Hi all,
when trying to understand how Bogomips are implemented I have found
bug in arch/i386/lib/delay.c file, delay_loop function
/* simple loop based delay: */
static void delay_loop(unsigned long loops)
{
int d0;
__asm__ __volatile__(
"\tjmp 1f\n"
".align 16\n"
"1:\tjmp 2f\n"
".align 16\n"
"2:\tdecl %0\n\tjns 2b"
:"=&a" (d0)
:"0" (loops));
}
The function fails for loops > 2^31+1. It because SF is set when dec
returns numbers > 2^31
The fix is to use jnz instruction instead of jns (and add one decl
instruction to the end to have exactly the same number of loops as in
original version):
__asm__ __volatile__(
"\tjmp 1f\n"
".align 16\n"
"1:\tjmp 2f\n"
".align 16\n"
"2:\tdecl %0\n\tjnz 2b\n"
"decl %0"
:"=&a" (d0)
:"0" (loops));
IMHO, d0 is not needed at all so that we can further simplify the code:
static void delay_loop(unsigned long loops)
__asm__ __volatile__(
"\tjmp 1f\n"
".align 16\n"
"1:\tjmp 2f\n"
".align 16\n"
"2:\tdecl %0\n\tjnz 2b\n"
"decl %0"
:/*we don't need output */
:"a" (loops));
}
I will attach three small C-program to test it
delay-orig.c - original loop from kernel source code
delay-fixed.c - fixed loop
delay-fixed1.c - fixed loop without d0 variable
Outputs:
============== delay-orig.c ==================
time delay-orig 2147483649
loops 2147483649
loops 2147483649
do -2147483648
real 0m0.002s
user 0m0.000s
sys 0m0.000s
================== delay-fixed.c =============
time delay-fixed 2147483649
loops 2147483649
loops 2147483649
do -1
real 0m1.025s
user 0m1.024s
sys 0m0.000s
========== delay-fixed1.c =====================
time delay-fixed1 2147483649
loops 2147483649
loops 2147483649
real 0m1.073s
user 0m1.060s
sys 0m0.004s
and update kernel source file arch/i386/lib/delay.c.

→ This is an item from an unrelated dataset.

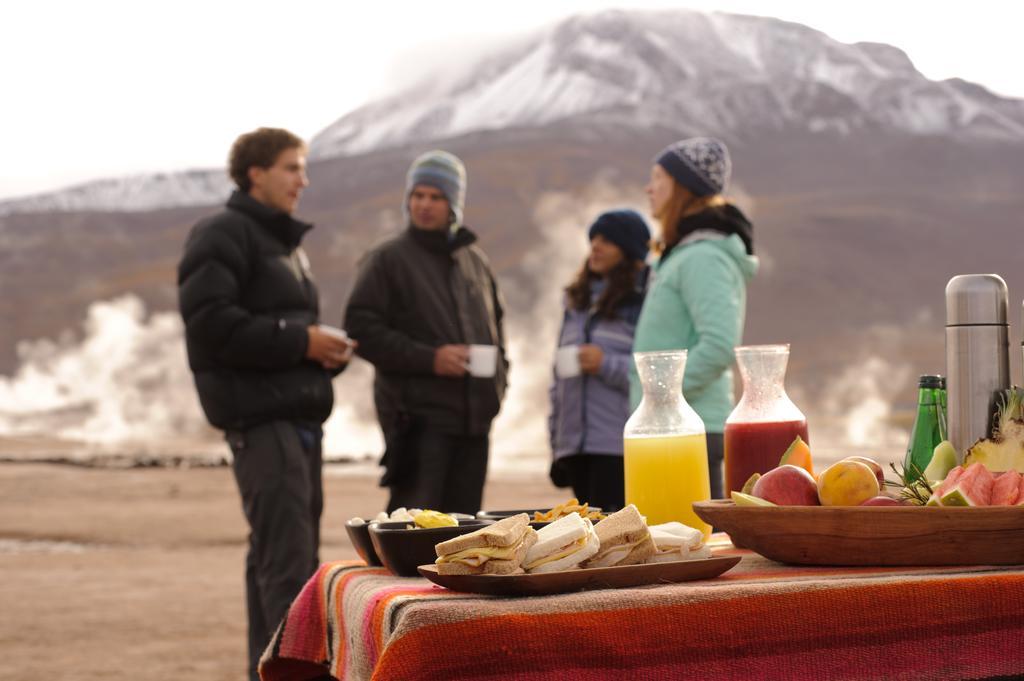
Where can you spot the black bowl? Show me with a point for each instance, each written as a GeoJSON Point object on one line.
{"type": "Point", "coordinates": [402, 550]}
{"type": "Point", "coordinates": [358, 534]}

Please let me
know if these modifications make sense.
Thanks a lot
Jiri
very interesting! Could you send a kernel patch for it please: diff -up arch/x86/lib/delay_32.c.orig arch/x86/lib/delay_32.c Ingo --
It is a long time since I have hacked that file, but you should definitely make sure that the function is never called with a zero argument. In such case, the original version made just a single pass, but your version makes 2^32 of them. Have a nice fortnight -- Martin `MJ' Mares <mj@ucw.cz> http://mj.ucw.cz/ Faculty of Math and Physics, Charles University, Prague, Czech Rep., Earth Homo homini lupus, frater fratri lupior, bohemus bohemo lupissimus. --
Hi Ingo, hi Martin! As Martin correctly pointed out, my code will fail when loops=0. So I have added a fix for this. The patch file is attached: diff -up arch/x86/lib/delay_32.c-orig arch/x86/lib/delay_32.c > delay_32.c_patch I'm attaching also both kernel source codes (delay_32.c-orig and delay_32.c) for reference. Thanks Jiri
applied to tip/x86/delay, thanks Jiri! If it passes testing it will show up in the v2.6.27 kernel. [ A few small patch format nits: the first hunk of the patch didnt apply, it was whitespace-damaged - i hand-merged that. The assembly had non-standard formatting - nowadays we try to format the assembly so that it looks nice in the .c file, not i the .s file. I fixed that too. Also, the best way is to send fixes in the format below, with a nice commit description, followed by a signed-off-by line. I fixed that as well. ] please double-check the end result. You can pick up tip/master via: http://people.redhat.com/mingo/tip.git/README do "git-log -1 e01b70ef" or "git-log arch/x86/lib/delay_32.c" to see your commit. Ingo -------------> commit e01b70ef3eb3080fecc35e15f68cd274c0a48163 Author: Jiri Hladky <hladky.jiri@googlemail.com> Date: Mon Jun 2 12:00:19 2008 +0200 x86: fix bug in arch/i386/lib/delay.c file, delay_loop function when trying to understand how Bogomips are implemented I have found a bug in arch/i386/lib/delay.c file, delay_loop function. The function fails for loops > 2^31+1. It because SF is set when dec returns numbers > 2^31. The fix is to use jnz instruction instead of jns (and add one decl instruction to the end to have exactly the same number of loops as in original version). Martin Mares observed: > It is a long time since I have hacked that file, but you should definitely > make sure that the function is never called with a zero argument. In such > case, the original version made just a single pass, but your version > makes 2^32 of them. fixed that. Signed-off-by: Ingo Molnar <mingo@elte.hu> diff --git a/arch/x86/lib/delay_32.c b/arch/x86/lib/delay_32.c index d710f2d..ef69131 100644 --- a/arch/x86/lib/delay_32.c +++ b/arch/x86/lib/delay_32.c @@ -3,6 +3,7 @@ * * Copyright (C) 1993 Linus Torvalds ...